# Process the harvested data

Using the Trove Newspaper Harvester, I've downloaded the metadata from 19 million newspaper articles that were published on page one. The Harvester has saved all the metadata into a big (14.6gb) newline-delimited JSON file. In this notebook we'll process the JSON, extracting the fields we want into a CSV file. Then we'll use DuckDB to save the CSV as a (much smaller) parquet file, and create another parquet file that sums the word counts per page and category.

In [1]:
import csv
import json
import re
from pathlib import Path

import duckdb

## Save required columns to a CSV file

In [None]:
# Open up the ndjson file created by the Newspaper Harvester
with Path("data", "20230722015049", "results.ndjson").open() as json_file:

    # Open a CSV file for writing the filtered results
    with Path("front_pages.csv").open("w") as csv_file:
        csv_writer = csv.writer(csv_file)
        # Write the CSV column headers
        csv_writer.writerow(
            [
                "article_id",
                "title",
                "newspaper_id",
                "date",
                "category",
                "word_count",
                "page_id",
            ]
        )
        # Process the ndjson file line by line to avoid memory problems
        for line in json_file:
            # print(line)
            data = json.loads(line)
            try:
                # Articles in supplements can also have a page number of 1
                # These can be excluded by looking for an 'S' in the `pageSequence` field
                if str(data["pageSequence"]).endswith("S"):
                    continue
                # Select the fields we want to add tto the CSV
                row = [
                    data["id"],
                    data.get("heading", ""),
                    data["title"]["id"],
                    data["date"],
                    data["category"],
                    data["wordCount"],
                    re.search(r"\/page\/(\d+)$", data["trovePageUrl"]).group(1),
                ]
            except (TypeError, KeyError):
                # These are likely to be articles that are 'coming soon' with page links.

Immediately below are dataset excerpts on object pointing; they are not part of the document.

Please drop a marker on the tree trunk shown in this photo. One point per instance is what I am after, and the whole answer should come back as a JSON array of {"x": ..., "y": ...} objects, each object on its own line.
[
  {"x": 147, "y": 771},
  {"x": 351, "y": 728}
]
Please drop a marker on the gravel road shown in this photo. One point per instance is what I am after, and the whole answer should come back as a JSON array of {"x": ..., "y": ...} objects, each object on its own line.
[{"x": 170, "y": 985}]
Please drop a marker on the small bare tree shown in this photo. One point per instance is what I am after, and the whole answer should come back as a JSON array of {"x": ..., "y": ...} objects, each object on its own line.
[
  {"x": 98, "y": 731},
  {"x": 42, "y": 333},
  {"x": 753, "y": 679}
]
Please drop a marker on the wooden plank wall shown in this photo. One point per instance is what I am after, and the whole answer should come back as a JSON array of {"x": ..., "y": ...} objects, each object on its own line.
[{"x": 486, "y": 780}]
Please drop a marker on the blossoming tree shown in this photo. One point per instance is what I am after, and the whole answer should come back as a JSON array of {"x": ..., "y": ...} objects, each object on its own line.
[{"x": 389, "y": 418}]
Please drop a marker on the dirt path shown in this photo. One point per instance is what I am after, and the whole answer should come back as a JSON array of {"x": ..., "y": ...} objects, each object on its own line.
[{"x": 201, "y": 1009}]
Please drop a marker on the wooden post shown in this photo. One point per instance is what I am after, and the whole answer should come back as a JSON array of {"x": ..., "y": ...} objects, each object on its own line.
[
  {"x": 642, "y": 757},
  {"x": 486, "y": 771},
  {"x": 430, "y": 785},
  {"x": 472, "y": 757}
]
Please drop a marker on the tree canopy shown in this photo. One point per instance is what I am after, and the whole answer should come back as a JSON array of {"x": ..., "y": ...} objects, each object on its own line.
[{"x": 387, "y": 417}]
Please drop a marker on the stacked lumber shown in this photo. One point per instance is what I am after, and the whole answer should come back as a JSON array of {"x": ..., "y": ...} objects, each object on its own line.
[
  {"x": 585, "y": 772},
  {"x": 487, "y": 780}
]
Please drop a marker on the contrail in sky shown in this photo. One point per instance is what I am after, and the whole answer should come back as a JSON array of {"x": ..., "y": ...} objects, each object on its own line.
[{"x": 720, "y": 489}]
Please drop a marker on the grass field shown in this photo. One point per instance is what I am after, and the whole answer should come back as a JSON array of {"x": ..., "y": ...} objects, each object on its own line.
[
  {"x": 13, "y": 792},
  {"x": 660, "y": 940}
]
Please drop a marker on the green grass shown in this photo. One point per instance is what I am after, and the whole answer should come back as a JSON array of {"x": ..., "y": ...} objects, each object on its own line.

Uncomment the next line to check
                # print(data)
                pass
            else:
                # Write the row of data
                csv_writer.writerow(row)

## Use DuckDB to create parquet files

The CSV file created by the step above is about 1.3gb. That's too big to easily share or use, so we'll convert it to a parquet file which will be much more compact. One way of doing this is to use a `COPY` statement with DuckDB.

In [None]:
# This just loads all the data from the CSV into DuckDB then saves it as a parquet file.
duckdb.sql(
    "COPY (SELECT * FROM read_csv('front_pages.csv', AUTO_DETECT=TRUE)) TO 'front_pages.parquet' (FORMAT 'PARQUET', CODEC 'ZSTD');"
)

What I'm really interested in is how the number of words in each of Trove's article categories varies over time – in particular how do the 'Advertising` and 'Article categories compare? To make this easier to explore, we'll use DuckDB to run an SQL query over the CSV data, grouping the results by page, newspaper, and category, and then adding together the word counts. What we'll end up with is a breakdown for each page, giving the total number of words in each category.

In [None]:
duckdb.sql(
    "COPY (SELECT date, page_id, newspaper_id, category, sum(word_count) AS total FROM read_csv('front_pages.csv', AUTO_DETECT=TRUE) GROUP BY date, page_id, newspaper_id, category) TO 'front_pages_totals.parquet' (FORMAT 'PARQUET', CODEC 'ZSTD');"
)